Se minha interpretação literal e visual do Gênesis ofende alguns leitores”, alerta, “em minha defesa só posso dizer que me aproximei dele como um trabalho meramente ilustrativo, sem intenção de ridicularizar nada nem fazer brincadeiras visuais”. O lançamento de “Gênesis” aconteceu simultaneamente em 20 países, incluindo o Brasil, precedido pela publicação de trechos na revista mais influente dos EUA, a “The New Yorker”, que tem Crumb em seu elenco de colaboradores. 

 







A estratégia de lançamento levou “Gênesis” para as listas dos mais vendidos, um feito raríssimo para uma publicação em quadrinhos. Além do “Gênesis”, Crumb agora está disponível nas livrarias brasileiras com alguns de seus álbuns especialíssimos, publicados pela editora Conrad, incluindo, entre outros, “Minha Vida”, “Blues”, “América”, “Meus Problemas com as Mulheres”, “Fritz, the Cat” e “Mr. Natural”.

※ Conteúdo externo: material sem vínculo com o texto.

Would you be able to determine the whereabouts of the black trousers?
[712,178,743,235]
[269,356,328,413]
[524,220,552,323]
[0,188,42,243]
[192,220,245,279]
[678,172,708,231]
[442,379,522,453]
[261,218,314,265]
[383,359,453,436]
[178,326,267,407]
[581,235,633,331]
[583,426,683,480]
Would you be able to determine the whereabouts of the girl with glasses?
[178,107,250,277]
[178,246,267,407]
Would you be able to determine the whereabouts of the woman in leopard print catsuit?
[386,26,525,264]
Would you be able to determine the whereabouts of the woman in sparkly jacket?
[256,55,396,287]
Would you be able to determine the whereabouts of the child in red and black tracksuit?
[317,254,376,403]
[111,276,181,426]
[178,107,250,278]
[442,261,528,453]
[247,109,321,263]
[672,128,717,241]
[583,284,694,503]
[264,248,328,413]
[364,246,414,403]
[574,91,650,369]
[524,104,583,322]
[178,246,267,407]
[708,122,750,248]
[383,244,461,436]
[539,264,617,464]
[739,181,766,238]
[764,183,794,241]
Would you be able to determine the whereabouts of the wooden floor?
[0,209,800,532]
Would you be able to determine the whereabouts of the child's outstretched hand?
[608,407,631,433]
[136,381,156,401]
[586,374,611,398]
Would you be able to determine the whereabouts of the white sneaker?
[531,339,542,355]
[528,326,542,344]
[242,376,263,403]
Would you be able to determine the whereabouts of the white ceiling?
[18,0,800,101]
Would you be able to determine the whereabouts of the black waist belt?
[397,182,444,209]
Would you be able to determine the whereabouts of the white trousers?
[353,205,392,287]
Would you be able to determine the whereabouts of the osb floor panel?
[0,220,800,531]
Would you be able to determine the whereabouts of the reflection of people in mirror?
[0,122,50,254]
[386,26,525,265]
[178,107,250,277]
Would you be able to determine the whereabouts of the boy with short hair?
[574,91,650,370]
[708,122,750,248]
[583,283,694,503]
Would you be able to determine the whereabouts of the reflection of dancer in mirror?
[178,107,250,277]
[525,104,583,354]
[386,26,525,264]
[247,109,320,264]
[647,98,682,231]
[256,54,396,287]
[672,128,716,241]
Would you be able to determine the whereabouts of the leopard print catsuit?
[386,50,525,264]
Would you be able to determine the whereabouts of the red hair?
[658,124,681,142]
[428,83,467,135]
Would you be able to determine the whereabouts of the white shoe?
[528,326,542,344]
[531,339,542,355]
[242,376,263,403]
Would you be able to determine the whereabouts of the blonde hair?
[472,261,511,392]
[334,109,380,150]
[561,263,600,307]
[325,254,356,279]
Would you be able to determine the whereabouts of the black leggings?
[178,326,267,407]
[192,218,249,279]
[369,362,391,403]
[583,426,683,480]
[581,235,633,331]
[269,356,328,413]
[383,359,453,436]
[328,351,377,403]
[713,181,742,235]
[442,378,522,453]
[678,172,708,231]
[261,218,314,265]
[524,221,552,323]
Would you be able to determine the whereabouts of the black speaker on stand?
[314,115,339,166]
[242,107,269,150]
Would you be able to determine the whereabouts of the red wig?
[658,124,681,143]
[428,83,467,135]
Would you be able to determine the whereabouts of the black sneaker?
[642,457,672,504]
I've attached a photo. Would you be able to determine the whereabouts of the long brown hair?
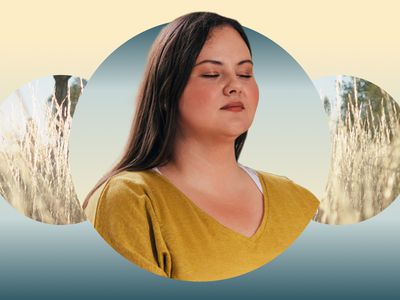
[83,12,251,208]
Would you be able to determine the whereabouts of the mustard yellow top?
[85,170,319,281]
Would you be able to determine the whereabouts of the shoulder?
[257,171,320,217]
[85,171,159,224]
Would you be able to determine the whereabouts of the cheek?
[179,82,217,114]
[248,81,259,110]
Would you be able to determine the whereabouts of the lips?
[221,102,244,111]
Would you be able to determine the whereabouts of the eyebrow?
[194,59,253,67]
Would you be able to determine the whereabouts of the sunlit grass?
[0,81,84,224]
[315,78,400,224]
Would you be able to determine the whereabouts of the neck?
[160,131,241,187]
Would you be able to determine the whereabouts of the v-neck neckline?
[149,170,269,242]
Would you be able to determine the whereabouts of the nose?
[223,74,242,96]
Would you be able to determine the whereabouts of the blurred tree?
[340,77,400,136]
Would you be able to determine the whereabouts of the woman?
[84,12,319,281]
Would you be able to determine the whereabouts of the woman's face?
[179,26,258,140]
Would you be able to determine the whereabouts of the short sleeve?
[90,178,171,277]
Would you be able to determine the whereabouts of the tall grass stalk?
[0,86,85,224]
[315,78,400,224]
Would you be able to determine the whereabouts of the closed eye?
[201,74,219,78]
[238,74,253,78]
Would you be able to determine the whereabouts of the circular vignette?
[70,21,329,282]
[314,75,400,224]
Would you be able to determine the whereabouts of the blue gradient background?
[70,26,330,201]
[0,195,400,299]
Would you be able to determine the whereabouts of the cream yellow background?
[0,0,400,101]
[0,0,400,202]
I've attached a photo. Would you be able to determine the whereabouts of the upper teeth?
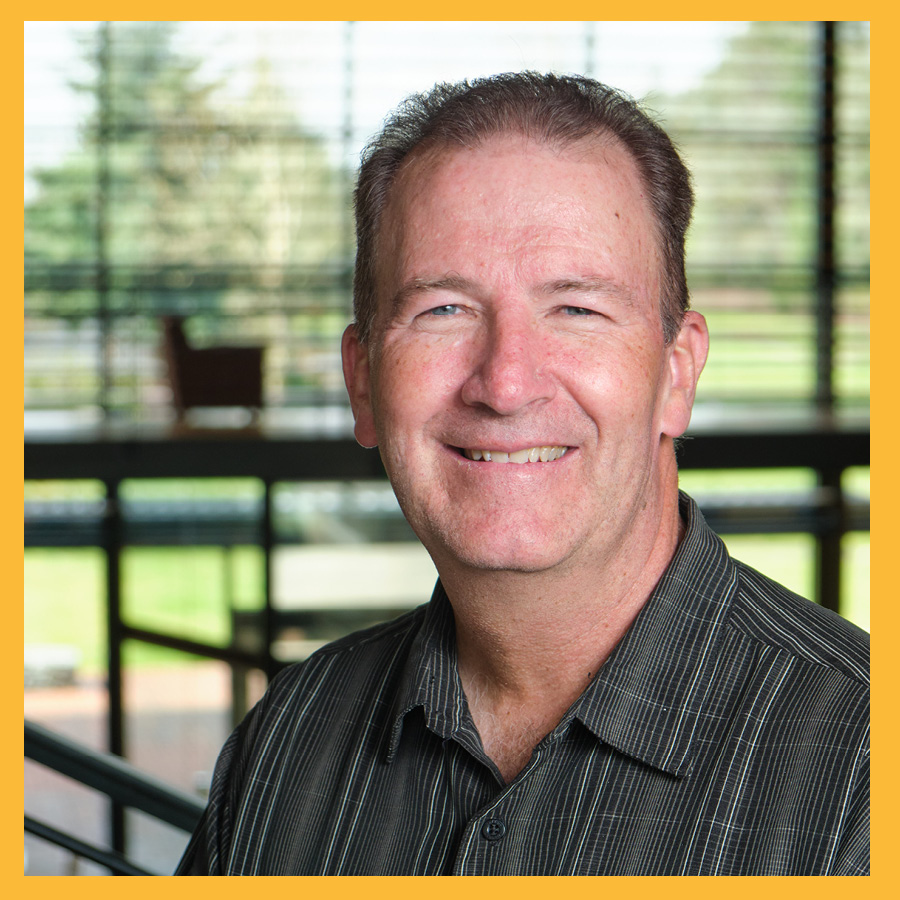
[463,447,569,463]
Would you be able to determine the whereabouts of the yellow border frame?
[15,8,884,900]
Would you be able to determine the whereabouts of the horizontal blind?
[25,22,869,421]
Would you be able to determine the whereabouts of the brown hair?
[353,72,694,341]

Há ainda “Kafka de Crumb”, que além dos desenhos do cartunista traz texto de David Zane Mairowitz. Os álbuns de Crumb editados pela Conrad não chegam a ser uma HQ e nem um livro propriamente dito, mas flutuam entre ambos. Assim como os outros clássicos de Crumb, “Kafka” traz resumos, análises e seus desenhos característicos – no caso, imagens que traduzem “A Metamorfose”, “Na Colônia Penal”, “O Processo” e “O Castelo”, entre outros escritos de Kafka, considerado por muitos o nome mais fundamental da literatura do século 20. 

 







Além dos álbuns de HQ, a arte do cartunista também é celebrada em um documentário antológico – “Crumb”, produzido por David Lynch e dirigido por Terry Zwigoff em 1994. O filme reúne imagens de arquivo, charges e depoimentos – do próprio Crumb e de seus amigos e parentes. Há cenas impagáveis, como o irmão descrevendo rituais inacreditáveis ou Crumb imitando Janis, que lhe disse: “Oh, Robert, precisa deixar o cabelo crescer, botar uma bata, calça boca-de-sino. Tá muito caretão”. Crumb conta e se diverte – como virginiano, ele prefere os uniformes: as mesmas roupas no mesmo estilo.



Bizarro e politizado



O humor mais bizarro e politizado de Crumb aparece por inteiro em “Minha Vida”, autobiografia em quadrinhos que mantém a contestação gaiata que fizeram dele uma lenda entre os clássicos imbatíveis da era do rock. Imagens e piadas visuais, ideias ousadas e uso diversional de sexo e alucinógenos, que ele vem burilando desde o final dos anos 1950, contra o pior conservadorismo, revelam em “Minha Vida” as experiências confessionais do autor e constroem seu melhor melhor personagem: ele mesmo.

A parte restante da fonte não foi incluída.